Having some trouble understanding how prefetch_related works

I’m having trouble translating specific joins to Django (original code in c#). The culprit is simply that I really lack DB knowledge and what’s going on under the code. I will spend some time today trying to understand joins better, but I’d really like to get over this rut. :slight_smile:

For example I see this kind of code:

db.someTable1.Join(
  db.someTable2,
  l => new { l.machineNumber, l.clientId },
  r => new { r.machineNumber, r.clientId },
  (l, r) => new 
  {
    historyId = l.id,
    l.machineNumber,
    l.clientId,
    ...
  }
)

The DB tables do not contain any foreign keys and I am not able to modify the database. I think this means that select_related is out of the question.

My attempt is

modelForTable1.objects.prefetch_related('machinenumber__machinenumberids_set', 'clientid__machinenumberids_set')

My 3 questions are:

  1. Am I on the right track?
  2. If I am doing joins with more than one table, should I be chaining them together? Or should I put putting everything as parameters into the method? For example modelForTable1.objects.prefetch_related('machinenumber__machinenumberids_set', 'clientid__machinenumberids_set', 'clientid__anothertable_set')
  3. Is there a better way of doing joins that do not modify the existing DB?

Thanks in advance!

The select_related and prefetch_related functions have nothing do to with being able to join tables. They are only a performance-enhancement facility. (Well, not strictly true, but close enough for this discussion.)
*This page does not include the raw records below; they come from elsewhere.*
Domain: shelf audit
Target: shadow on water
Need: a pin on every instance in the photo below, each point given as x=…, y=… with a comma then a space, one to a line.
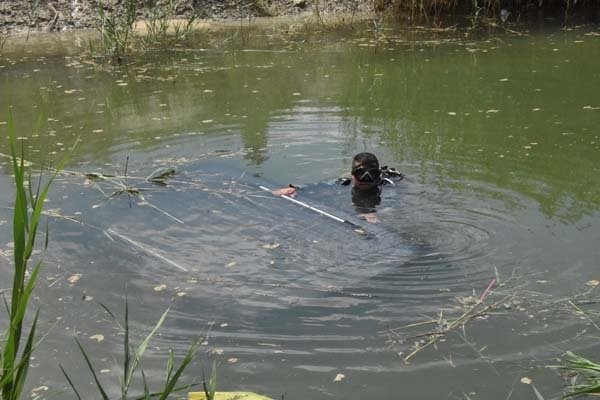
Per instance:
x=495, y=135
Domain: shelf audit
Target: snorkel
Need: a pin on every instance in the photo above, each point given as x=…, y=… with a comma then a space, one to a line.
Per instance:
x=366, y=177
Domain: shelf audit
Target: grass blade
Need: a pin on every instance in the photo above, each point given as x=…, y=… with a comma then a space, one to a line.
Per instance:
x=191, y=353
x=89, y=364
x=70, y=382
x=139, y=352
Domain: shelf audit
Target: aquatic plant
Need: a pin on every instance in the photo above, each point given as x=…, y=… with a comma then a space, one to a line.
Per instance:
x=163, y=27
x=14, y=360
x=262, y=9
x=3, y=39
x=132, y=359
x=585, y=375
x=116, y=28
x=476, y=11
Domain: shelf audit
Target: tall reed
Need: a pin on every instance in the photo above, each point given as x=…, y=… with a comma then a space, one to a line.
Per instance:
x=163, y=27
x=116, y=28
x=27, y=211
x=132, y=359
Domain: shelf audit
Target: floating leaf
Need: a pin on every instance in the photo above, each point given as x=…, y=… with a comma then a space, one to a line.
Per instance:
x=74, y=278
x=160, y=288
x=97, y=337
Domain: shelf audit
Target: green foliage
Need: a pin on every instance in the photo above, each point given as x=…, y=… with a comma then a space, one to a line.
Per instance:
x=132, y=359
x=14, y=360
x=210, y=387
x=116, y=29
x=586, y=375
x=3, y=39
x=163, y=29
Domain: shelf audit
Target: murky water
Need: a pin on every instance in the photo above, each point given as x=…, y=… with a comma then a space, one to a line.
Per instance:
x=498, y=138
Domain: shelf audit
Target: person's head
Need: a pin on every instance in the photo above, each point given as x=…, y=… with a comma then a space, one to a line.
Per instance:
x=366, y=174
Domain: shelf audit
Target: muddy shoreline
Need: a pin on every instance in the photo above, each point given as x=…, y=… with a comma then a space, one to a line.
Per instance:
x=62, y=15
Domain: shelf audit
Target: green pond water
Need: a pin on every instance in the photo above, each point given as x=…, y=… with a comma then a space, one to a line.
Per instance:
x=497, y=135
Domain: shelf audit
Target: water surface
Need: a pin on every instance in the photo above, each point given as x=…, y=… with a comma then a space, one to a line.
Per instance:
x=497, y=136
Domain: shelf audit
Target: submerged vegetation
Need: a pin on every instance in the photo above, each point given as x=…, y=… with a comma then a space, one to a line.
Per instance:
x=29, y=200
x=584, y=375
x=132, y=359
x=15, y=355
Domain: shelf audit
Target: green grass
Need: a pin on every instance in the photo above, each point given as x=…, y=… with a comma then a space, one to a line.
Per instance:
x=14, y=353
x=163, y=27
x=116, y=29
x=132, y=359
x=586, y=375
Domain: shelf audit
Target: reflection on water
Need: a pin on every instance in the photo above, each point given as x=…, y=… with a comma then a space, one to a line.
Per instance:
x=497, y=137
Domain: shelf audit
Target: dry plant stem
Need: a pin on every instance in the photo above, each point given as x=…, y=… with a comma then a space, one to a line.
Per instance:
x=463, y=319
x=584, y=314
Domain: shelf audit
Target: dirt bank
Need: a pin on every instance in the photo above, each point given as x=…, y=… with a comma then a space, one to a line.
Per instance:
x=58, y=15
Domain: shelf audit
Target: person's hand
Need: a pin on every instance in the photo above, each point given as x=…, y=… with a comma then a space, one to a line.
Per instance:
x=369, y=217
x=289, y=191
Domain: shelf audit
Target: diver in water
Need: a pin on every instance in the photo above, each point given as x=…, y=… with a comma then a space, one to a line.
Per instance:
x=367, y=178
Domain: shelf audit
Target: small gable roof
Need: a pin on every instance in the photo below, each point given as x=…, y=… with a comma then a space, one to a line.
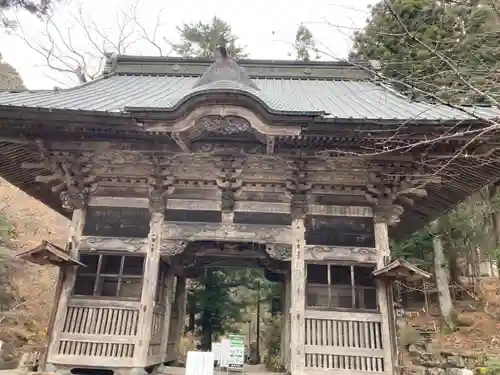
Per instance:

You don’t specify joins. The ORM will join tables as necessary based on ForeignKey fields.

Now, if you don’t have any foreign keys, then you can’t join tables together directly. Depending upon what the precise needs are, you might be able to augment results using aggregation or annotation. But as often as not, you’ll still end up needed to do extra queries for this.

Hm I’m convinced that the above does have to do with joins! Django Docs say that select_related works by creating an SQL join and including the fields of the related object in the SELECT statement, but maybe I misinterpreted your statement.

It sounds like the best thing I can do is aggregation or annotation. Maybe it’s fine to take a performance hit.

Actually, after a bit more searching, I came across this post where the top answer suggests that: The Django ForeignKey is different from SQL ForeignKey. Django ForeignKey just represent a relation, it can specify whether to use database constraints.

Does that mean I can actually just change my models to have foreignkey fields and it won’t affect accessing the DB and whatnot?

I think that may be the case here.

[Emphasis changed]

While select_related will cause the ORM to use joins in cases where it otherwise wouldn’t, it isn’t the only clause causing the ORM to use a join, and prefetch_related does something completely different.

Yet another case where SO may be doing more harm than good.

No, that interpretation is incorrect. A Django ForeignKey field is a database foreign key.

No, this is not correct. Your models are a Python representation of a database table, with the added possibility of adding functionality at the Python layer. Every field defined in your model must correspond to a column in the table.

That all really depends upon the specific query and the quantity of data involved. Whether or not there’s really going to be a performance hit is going to depend upon many factors. The PostgreSQL query planner really is quite amazing.